Uçankuş sitesi yeni sezon tam anlamıyla 28 Eylül'de başlıyor demişti. Açıkçası ben de o akşam gelen iki iddialı dizi dengeleri nasıl bozacak diye merakla bekliyordum. Tutacaklarına dair gerekli reytingsel sinyali verdiler, ancak beklediğim deprem etkisi olmadı, en azından ilk bölümde. Ezel AB grubunda ilk sırayı almış, 7.72 reytingle. Başlangıç için gerçekten güzel bir oran ama ben en azından Hanımın Çiftliği kadar izlenir diye düşünüyordum yanıldım. Şov Tivi çok güzel tanıtmıştı çünkü diziyi. Gene de ilk bölümde süper bir patlama yapmasa da diğer Ay Yapım dizileri Yaprak Dökümü ve Aşk-ı Memnu gibi yavaş ama emin adımlarla yükselebilir. Tabii karşısında kemikleşmiş kitleye sahip Arka Sokaklar var (AB'de 3., totalde 1. olmuş), ilk iki sezonun çok altında seyretse de gene de sıralamada fena bir yerde durmayan Elveda Rumeli var (AB Grubunda 4. olmuş, totalde 6.) yine ilk sezonun çok gerisinde bir orana ve sıralamaya sahip olsa da Star için çok da fena bir konumda bulunmayan Son Bahar (AB'de 8., totalde 17. olmuş) var. İkinci kuşak biraz daha sakin, atv'nin yeni iddialı dizisi Kapalıçarşı AB grubunda 2. totalde ise 8. olarak sezonu açmış. Ne kadar da Bıçak Sırtı ve Hırsız-Polis'i andıran bir sıralama diye düşünürken Gaye & Neşe Hanım'ların 3 dizinin de ortak senaristi olduklarını anımsayıp tebessüm ettim. 3 dizi de AB grubunda her daim Total grubundan fazla izlenmişlerdi. Kül ve Ateş de giderek yerini sağlamlaştırıyor, AB'de 5. totalde 11. olmuş.

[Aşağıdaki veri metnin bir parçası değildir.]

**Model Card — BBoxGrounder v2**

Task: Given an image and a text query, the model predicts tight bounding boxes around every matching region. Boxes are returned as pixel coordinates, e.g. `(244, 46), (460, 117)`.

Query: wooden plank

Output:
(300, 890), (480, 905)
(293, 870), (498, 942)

Salı akşamı, Geniş Aile'nin de bu güne kaymasıyla ilginç bir akşam halini almış. Şöyle ki ilk kuşakta Geniş Aile, Canım Ailem ve Papatyam gibi 3 tane ailecek izlenebilecek, adlarıyla müsemma aile dizisi var artık. Reyting pastasını da aralarında bölüşmüşler. AB grubunda Canım Ailem 2., Geniş Aile 3., Papatyam ise 7. sırayı almışlar. Total grubunda da Geniş Aile 2., Canım Ailem 4., Papatyam 6. olmuşlar. Yüzdelikler de yayında kalmaları için yeterli. Show'un Var mısın Yok musun?'u iki grupta da zirvede yer almış. Yüzdelikleri de gayet yüksek. Fox'un Ömre Bedel dizisi de artık tuttu sayılır çünkü, total grubunda 7. AB grubunda ise 14. olmuş ki, Fox için hayli yüksek bir başarı bu. Kanal D Küçük Kadınlar'ı 22 kuşağına kaydırmış. Bol bol ağlamanın eksik olmadığı dizi, AB grubunda 4. total grubunda ise 3. olmuş yeri gayet sağlam. Atv'nin Kış Masalı ise ilk ondaki gezisine devam ediyor. AB grubunda 6. olan dizi, totalde 11. olmuş. Bakalım Atv ne denli sabırlı olabilecek bu sefer.

Çarşamba akşamını Yaprak Dökümü esir almış, sezonlardır zirvede devam ediyor, bana birisi çıkıp da son izlediğin 123. Bölümde olan kayda değer bir gelişmeyi söyle dese, nasıl yanıt veririm Allah bilir. Haddinden fazla uzadı dizi çünkü, iyi oyunculuklara ve nispeten eli ayağı düzgün senaryoya rağmen. Atv'nin Unutulmaz'ı reyting listesi beni keklemiyorsa bu hafta tam 110 dakika sürmüş. Kim çekmiş kim yazmış kim oynamış bu kadar uzun bir bölümü pes valla. Dizi Y.Dökümü'nün karşısında tutunabilmiş yine de. Başarılı kabul edebileceğimiz reyting ve share yüzdeleri ile totalde 4. AB'de ise 6. olmuş.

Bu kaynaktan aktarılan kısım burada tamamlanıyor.